Lettre du ministère, dix jours plus tard: «Le ballon de rugby sera
nommé, lui: “référentiel bondissant aléatoire.”»
Aléatoire…
C'est peut-être cette notion d'aléa qui distingue le mieux le
«rugbyman» du «footeux». Quand celui-ci cale bien proprement son emploi
du temps sur le calendrier des matchs de son équipe favorite, celui-là
ne calcule rien ou si peu - les chiffres, il y en a bien assez sur les
tableaux d'affichage des stades, loin des déprimants 0-0 de ses ronds
rivaux.
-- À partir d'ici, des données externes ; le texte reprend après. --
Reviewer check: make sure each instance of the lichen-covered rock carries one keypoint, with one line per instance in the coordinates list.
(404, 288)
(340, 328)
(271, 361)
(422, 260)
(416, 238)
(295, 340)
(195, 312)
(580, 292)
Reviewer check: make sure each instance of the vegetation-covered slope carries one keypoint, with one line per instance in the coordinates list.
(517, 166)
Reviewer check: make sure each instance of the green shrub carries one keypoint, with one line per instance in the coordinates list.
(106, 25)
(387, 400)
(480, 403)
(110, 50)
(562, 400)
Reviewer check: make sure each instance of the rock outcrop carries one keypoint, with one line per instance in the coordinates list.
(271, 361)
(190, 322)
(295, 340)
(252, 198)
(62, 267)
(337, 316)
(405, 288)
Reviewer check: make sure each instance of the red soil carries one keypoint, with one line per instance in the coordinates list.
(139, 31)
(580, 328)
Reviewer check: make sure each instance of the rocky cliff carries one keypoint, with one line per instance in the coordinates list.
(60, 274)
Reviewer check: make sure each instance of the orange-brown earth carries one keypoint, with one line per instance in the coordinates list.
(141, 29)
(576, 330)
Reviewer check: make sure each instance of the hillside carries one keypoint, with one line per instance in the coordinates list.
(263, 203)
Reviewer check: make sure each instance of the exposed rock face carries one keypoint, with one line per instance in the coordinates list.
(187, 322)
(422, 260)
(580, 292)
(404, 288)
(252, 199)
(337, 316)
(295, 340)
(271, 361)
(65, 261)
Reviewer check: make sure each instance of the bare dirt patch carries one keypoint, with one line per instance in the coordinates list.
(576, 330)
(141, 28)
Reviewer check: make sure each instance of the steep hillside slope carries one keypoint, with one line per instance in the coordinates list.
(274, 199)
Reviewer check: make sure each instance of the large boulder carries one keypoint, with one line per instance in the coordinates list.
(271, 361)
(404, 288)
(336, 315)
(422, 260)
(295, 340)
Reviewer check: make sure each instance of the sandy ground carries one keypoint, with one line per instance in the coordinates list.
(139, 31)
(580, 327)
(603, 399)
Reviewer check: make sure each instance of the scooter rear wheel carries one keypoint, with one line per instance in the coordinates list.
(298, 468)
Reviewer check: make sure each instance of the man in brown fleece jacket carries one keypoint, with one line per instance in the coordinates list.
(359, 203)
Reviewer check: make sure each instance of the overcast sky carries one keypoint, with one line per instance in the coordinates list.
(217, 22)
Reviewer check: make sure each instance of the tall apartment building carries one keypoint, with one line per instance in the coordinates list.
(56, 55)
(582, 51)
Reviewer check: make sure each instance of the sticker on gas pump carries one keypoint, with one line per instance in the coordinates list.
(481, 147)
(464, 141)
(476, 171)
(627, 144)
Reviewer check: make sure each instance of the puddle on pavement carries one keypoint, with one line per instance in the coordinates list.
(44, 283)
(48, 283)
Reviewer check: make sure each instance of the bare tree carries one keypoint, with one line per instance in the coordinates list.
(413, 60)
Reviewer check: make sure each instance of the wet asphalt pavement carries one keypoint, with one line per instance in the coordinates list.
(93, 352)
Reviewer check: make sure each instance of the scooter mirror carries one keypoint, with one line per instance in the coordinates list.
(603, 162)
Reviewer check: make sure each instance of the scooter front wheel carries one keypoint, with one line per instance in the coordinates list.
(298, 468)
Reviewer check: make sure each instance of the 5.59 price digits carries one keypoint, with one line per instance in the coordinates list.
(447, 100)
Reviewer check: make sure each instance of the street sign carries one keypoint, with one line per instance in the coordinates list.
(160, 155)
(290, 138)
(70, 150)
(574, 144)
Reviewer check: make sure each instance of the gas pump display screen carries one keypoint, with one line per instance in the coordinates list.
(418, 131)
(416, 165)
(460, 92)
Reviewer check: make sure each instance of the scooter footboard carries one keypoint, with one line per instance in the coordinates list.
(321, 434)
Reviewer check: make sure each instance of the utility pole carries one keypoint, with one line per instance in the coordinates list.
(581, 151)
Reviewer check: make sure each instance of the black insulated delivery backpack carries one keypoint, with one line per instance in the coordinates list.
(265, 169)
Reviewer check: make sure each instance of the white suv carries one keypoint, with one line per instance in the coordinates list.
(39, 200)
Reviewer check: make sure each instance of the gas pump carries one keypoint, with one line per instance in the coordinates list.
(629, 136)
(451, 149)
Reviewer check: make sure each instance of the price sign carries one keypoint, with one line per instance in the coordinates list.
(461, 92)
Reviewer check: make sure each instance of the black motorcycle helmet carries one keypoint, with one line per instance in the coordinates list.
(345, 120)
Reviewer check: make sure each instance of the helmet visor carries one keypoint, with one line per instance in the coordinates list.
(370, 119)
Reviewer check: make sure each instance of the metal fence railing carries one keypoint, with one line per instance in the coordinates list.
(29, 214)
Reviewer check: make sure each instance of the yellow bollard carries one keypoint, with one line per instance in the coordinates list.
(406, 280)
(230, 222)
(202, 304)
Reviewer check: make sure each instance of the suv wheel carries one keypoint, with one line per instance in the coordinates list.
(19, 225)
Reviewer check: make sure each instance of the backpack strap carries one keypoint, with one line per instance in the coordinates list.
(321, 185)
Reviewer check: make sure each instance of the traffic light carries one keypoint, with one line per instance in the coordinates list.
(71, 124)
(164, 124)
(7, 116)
Dimanche, s'il a terminé à temps son déjeuner de famille et sa
partie de belote coinchée, il ira peut-être voir jouer les gamins à
Mayol, Michelin ou Marcel-Deflandre. Histoire de les comparer aux
anciens. C'est un fait : en ovalie, on vit volontiers dans le culte du
passé, la nostalgie, le «rugby blues» (titre d'un très joli livre de
Denis Tillinac). Avec ses nouvelles règles, l'argent de la télé, les
caméras dans les vestiaires, ce «sport de voyous pratiqué par des
gentlemen » a certes perdu de son âme… mais elle peut renaître à tout
instant - le fameux aléa. Ronchon de nature, pestant volontiers contre
la modernité, l'affairisme et le perfide Anglais, amoureux de la nature,
de la chasse, de la pêche et des traditions locales, l'amateur de rugby
peut, en l'espace de quelques secondes (le temps d'un essai avec une
croisée, deux sautées, un cadrage-débordement et une chistera pour
finir), changer de peau, pleurer de joie, bénir la Fédération et ses
pardessus, France 2 et Canal +, et promettre de ne plus cracher quand il
arrive en gare de Waterloo sur la route de Twickenham. Il peut même
admettre, après un dîner au Relais-Odéon, chez Yves Camdeborde, qu'à
Paris aussi, si, si, on sait jouer au ballon. Surtout depuis que le
Racing des Berbizier, Chabal, Nallet et autres Steyn y a supplanté le
Stade Français. Pour peu qu'il ait le cœur à droite, il ne manquera pas
de trouver doux qu'un club soutenu par le département des Hauts-de-Seine
fasse la nique à l'équipe ayant grandi sous les jupons de Delanoë.
Le
supporteur du foot a moins le temps de s'amuser. Il a une réputation à
rétablir. La sienne comme celle de ses idoles. Tandis que les troisièmes
mi-temps des rugbymen sont glorifiées et leurs frasques étonnamment
passées sous silence, Bad Gones, Green Angels, Yankees Nord et Ultra
Marines passent apéros, déjeuners, apéros et dîners à tenter de nettoyer
l'image des stars des pelouses coupables, pêle-mêle, d'abuser de
feintes de corps hors du terrain, de monnayer exagérément leur talent,
de tricher en feignant la triple facture quand on leur effleure la
malléole, d'insulter volontiers l'arbitre, de rouler indécemment en
grosse cylindrée à vitres fumées et de se coiffer n'importe comment… Les
supporteurs eux-mêmes ne sont pas exempts de reproches. Injuste :
l'immense majorité des amateurs de foot ne se bat pas, ne siffle pas
l'équipe adverse et peine à trouver une beauté de princesse des Mille et
une nuits à cette guidoune de Zahia.
Au fond, la majesté du foot
réside moins dans l'admiration de son élite que dans sa pratique : de 7
à 77 ans, avec un ballon en cuir ou en mousse, une balle en celluloïd
ou en caoutchouc, un cochonnet de pétanque ou une boule de papier, dans
le jardin ou au bureau, à 2 ou à 22… On n'a rarement fait sport plus
accessible, plus fédérateur, plus jubilatoire. Et tant pis si chez les
pros l'esprit mercenaire prend parfois le dessus. «Là où gît le mal
grandit aussi le remède» (Hölderlin): le plus extraordinaire des joueurs
que la planète foot ait jamais enfanté, Diego Armando Maradona,
n'était-il pas aussi le plus fou, le plus drogué, le plus vénal, le plus
tricheur et le plus amoral des hommes?